FertiScope draws a hard line between numbers that are exact (deterministic token math) and the one that is an estimate (multi-turn accuracy risk). The estimate is labelled everywhere it appears. This split is the whole point — a tool that confidently predicted accuracy loss would be selling a claim the underlying research could not support.

Exact ● exact

Fertility = tokens ÷ words, from real tokenizers.
Cost multiplier = fertility ÷ English fertility (same tokenizer). Within one API, $/token is constant, so the token ratio is the cost ratio for equivalent content.
In-context capacity = ⌊(window − reply reserve) ÷ tokens-per-example⌋.
Context budget = cumulative tokens across turns vs. the window.

Estimate ◐ estimate

Multi-turn degradation risk is a transparent 0–4 score. Budget pressure — how fast cumulative tokens cross 75% of the window — scores 0–2 and is the primary driver. Fertility scores 0–2 but only counts as an amplifier once the budget is under pressure, so a roomy window stays Low regardless of fertility. Totals map 0–1 → Low, 2 → Medium, ≥3 → High. It is not a measured accuracy drop.

Honest caveat: The deep-research report found the accuracy-loss magnitude is unestablished and regime-dependent — it mainly bites as you approach the context window. On a 128K window a short 10-turn chat barely dents the budget, so the risk stays Low. That is why FertiScope shows risk per-window, not a single scary number.

How words are counted

Word counts use the browser/Node Intl.Segmenter with granularity:"word", counting only word-like segments. This handles spaceless scripts — Thai, Khmer, Burmese, Lao — correctly, where naïve whitespace splitting would count one giant “word” and badly distort fertility.

Tokenizers & data

Three real tokenizer families run in-app: GPT-4o (o200k_base) and GPT-4 / GPT-3.5 (cl100k_base) via js-tiktoken, and Llama-3.1 / SEA-LION v3 via llama3-tokenizer-js. Llama-3.1 and the continue-trained SEA-LION v3 share one tokenizer, so a single encoder covers both — and reproduces the research’s reference numbers (Tamil ≈ 11–12 tokens/word).

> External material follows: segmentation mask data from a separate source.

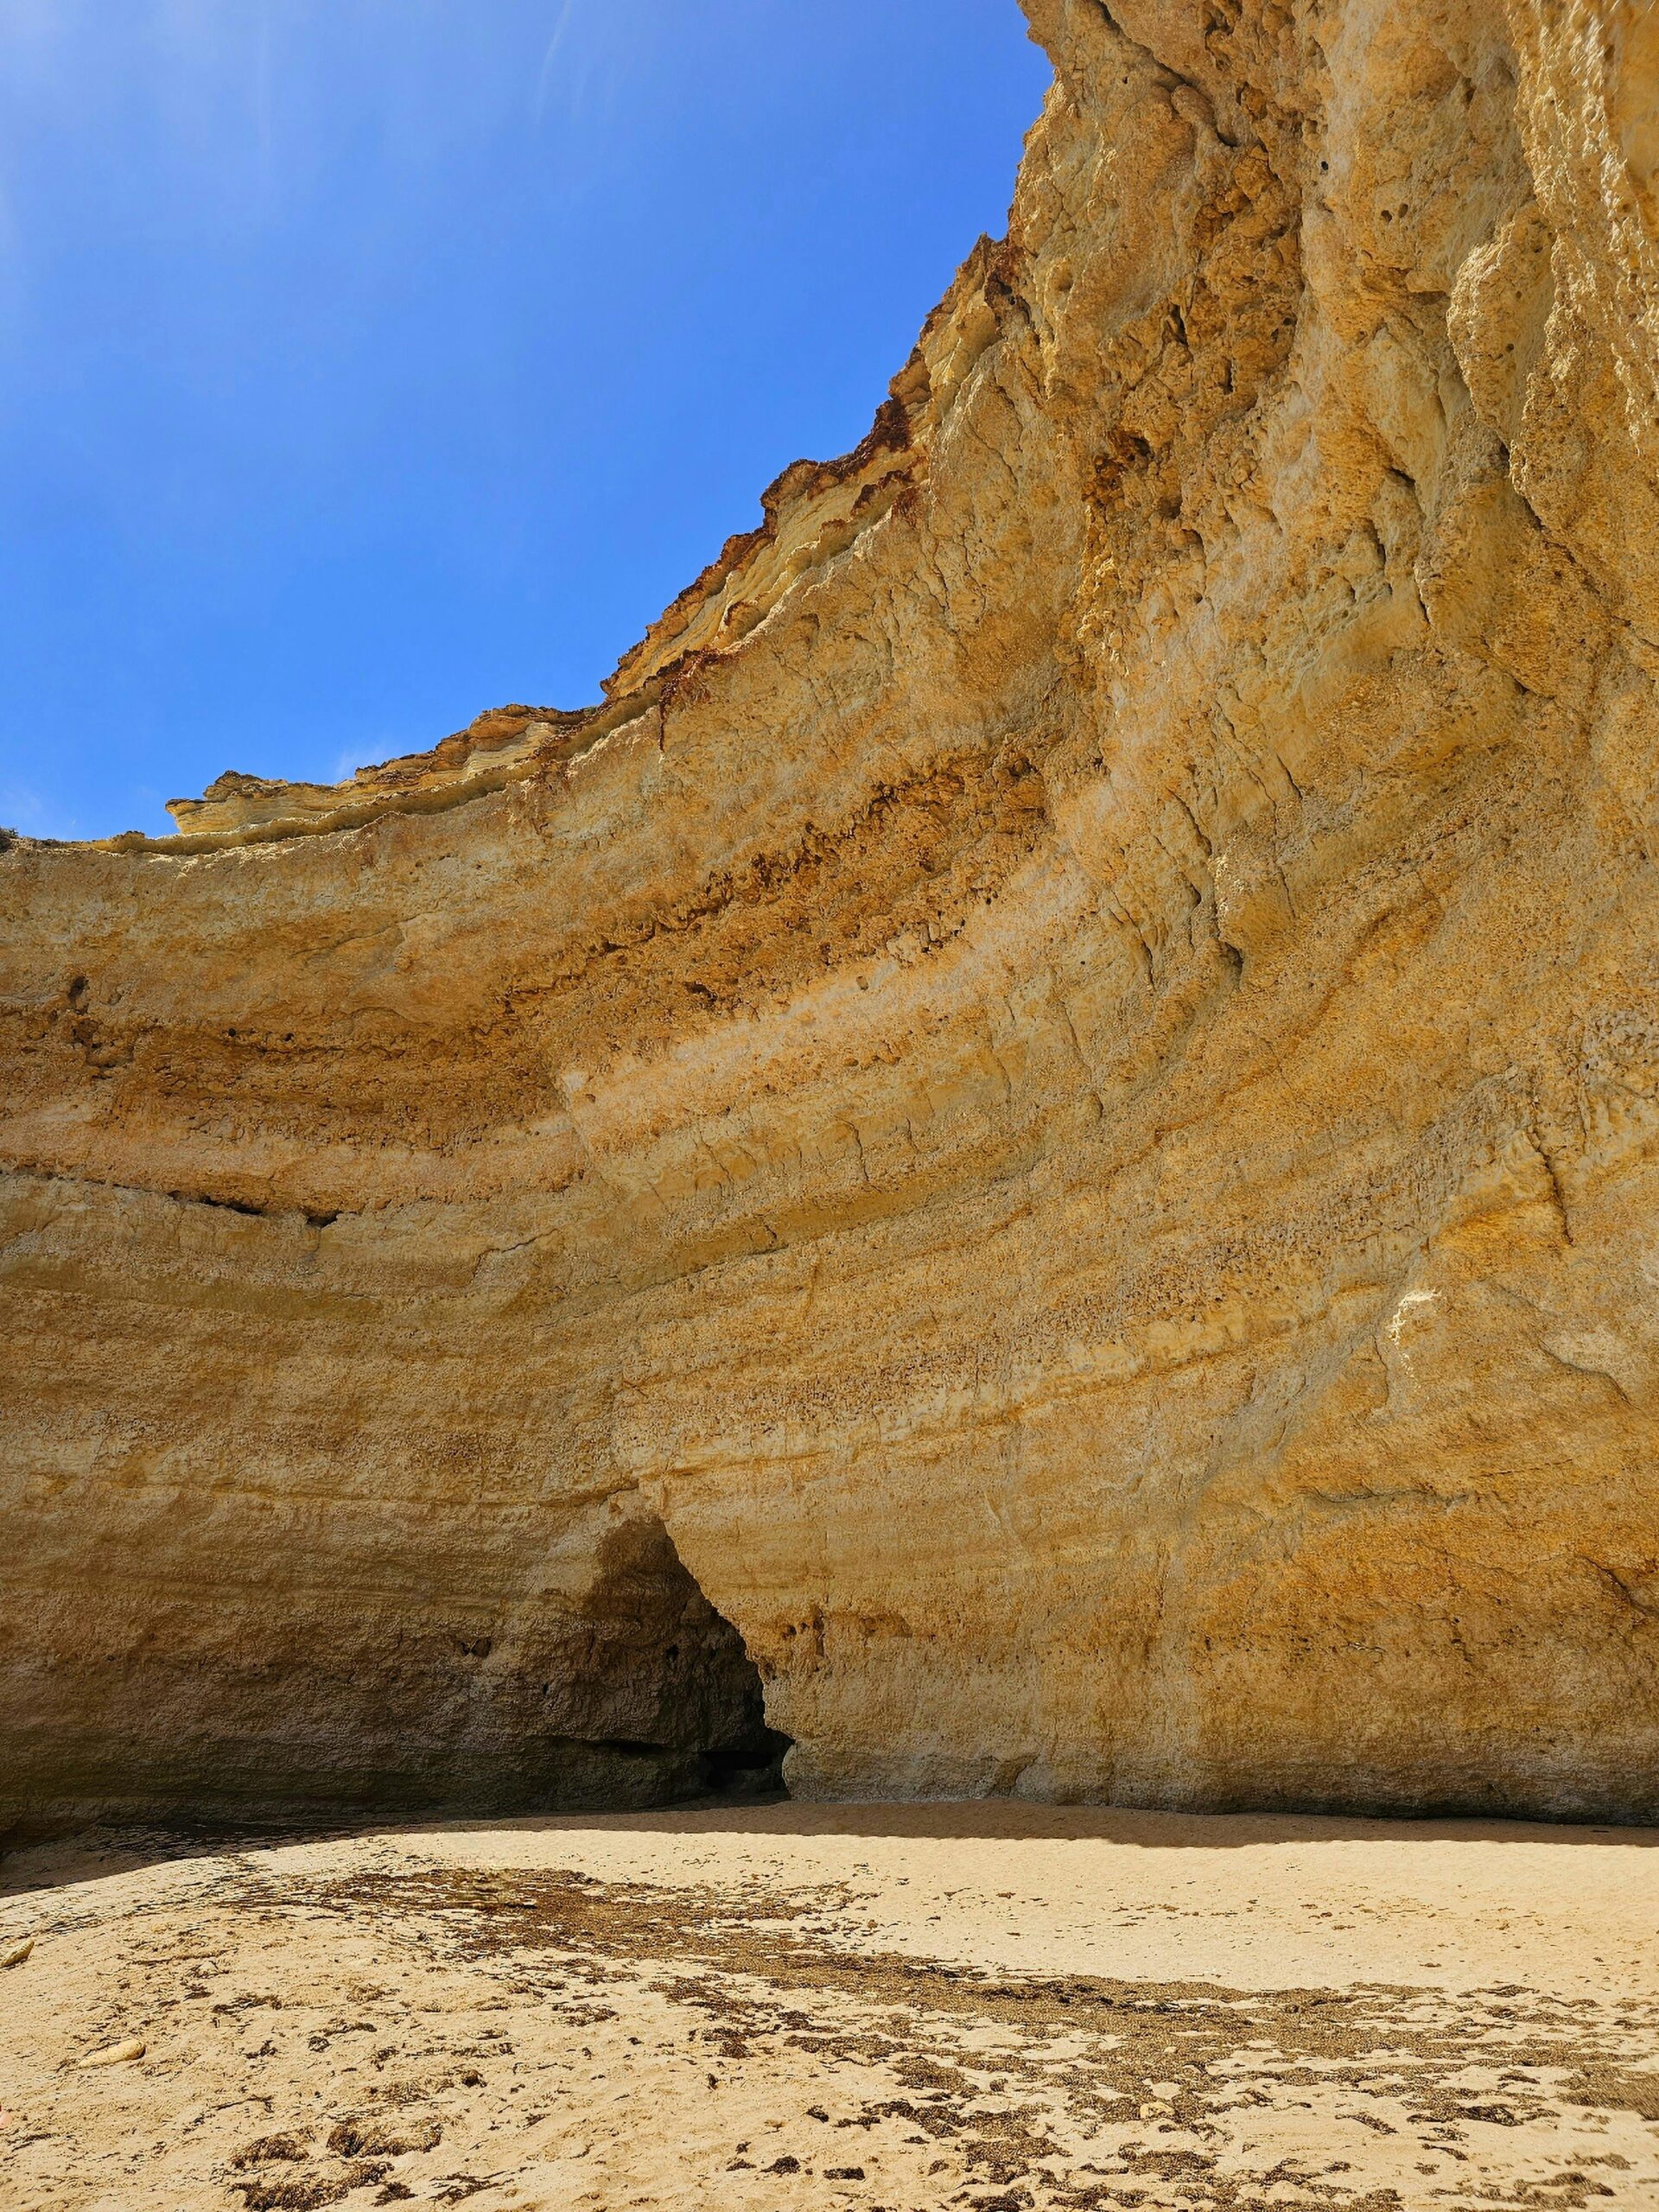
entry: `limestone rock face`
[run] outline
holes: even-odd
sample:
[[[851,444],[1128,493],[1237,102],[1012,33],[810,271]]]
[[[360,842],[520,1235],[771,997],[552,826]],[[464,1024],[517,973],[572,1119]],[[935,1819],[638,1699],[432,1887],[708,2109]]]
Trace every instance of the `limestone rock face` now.
[[[1029,13],[602,707],[0,855],[12,1817],[1659,1815],[1659,7]]]

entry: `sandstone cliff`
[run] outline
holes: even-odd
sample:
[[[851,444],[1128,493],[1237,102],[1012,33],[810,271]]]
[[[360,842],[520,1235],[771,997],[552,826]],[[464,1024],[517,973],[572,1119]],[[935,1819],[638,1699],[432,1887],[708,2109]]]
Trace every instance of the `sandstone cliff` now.
[[[0,855],[12,1816],[1659,1815],[1659,7],[1027,5],[602,707]]]

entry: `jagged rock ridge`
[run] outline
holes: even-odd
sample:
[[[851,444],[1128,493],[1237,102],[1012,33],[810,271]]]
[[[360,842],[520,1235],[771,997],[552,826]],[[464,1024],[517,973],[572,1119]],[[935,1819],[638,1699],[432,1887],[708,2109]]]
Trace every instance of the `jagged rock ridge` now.
[[[701,1757],[658,1518],[798,1790],[1659,1812],[1659,10],[1028,12],[601,709],[0,855],[14,1814]]]

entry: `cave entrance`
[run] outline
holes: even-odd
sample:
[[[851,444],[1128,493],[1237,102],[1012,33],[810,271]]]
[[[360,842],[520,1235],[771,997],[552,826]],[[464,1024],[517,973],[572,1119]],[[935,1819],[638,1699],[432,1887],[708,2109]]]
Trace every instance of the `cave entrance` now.
[[[607,1708],[600,1745],[649,1762],[659,1803],[782,1790],[790,1738],[767,1726],[760,1669],[657,1516],[607,1532],[587,1610]]]

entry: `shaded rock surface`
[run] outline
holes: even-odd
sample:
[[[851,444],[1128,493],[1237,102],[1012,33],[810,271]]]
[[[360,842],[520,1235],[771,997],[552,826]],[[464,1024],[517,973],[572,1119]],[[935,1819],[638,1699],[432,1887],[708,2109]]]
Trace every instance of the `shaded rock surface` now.
[[[1659,1814],[1659,10],[1028,12],[602,706],[0,853],[12,1816]]]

The leaderboard is computed on 50 parallel sentences from FLORES-200 (NLLB, Meta AI — CC-BY-SA 4.0). Because every language expresses the same meaning, fertility ratios are genuinely apples-to-apples.

Known limitations

Fertility varies by domain; the leaderboard reflects FLORES news/wiki text, not your exact corpus — use the Analyzer on your own text.
The cost multiplier assumes word count is comparable across languages for equivalent content (true for FLORES, approximate for free text).
SEA-LION / SeaLLMs are approximated by the Llama-3.1 tokenizer they are built on; a custom-extended vocab could differ slightly.
Multi-turn risk is heuristic by design — see above.

Grounded in the deep-research report “Tokenizer Fertility and Multi-Turn Degradation” (2026), which confirmed the fertility tax is real and structural while flagging the multi-turn accuracy magnitude as an open question.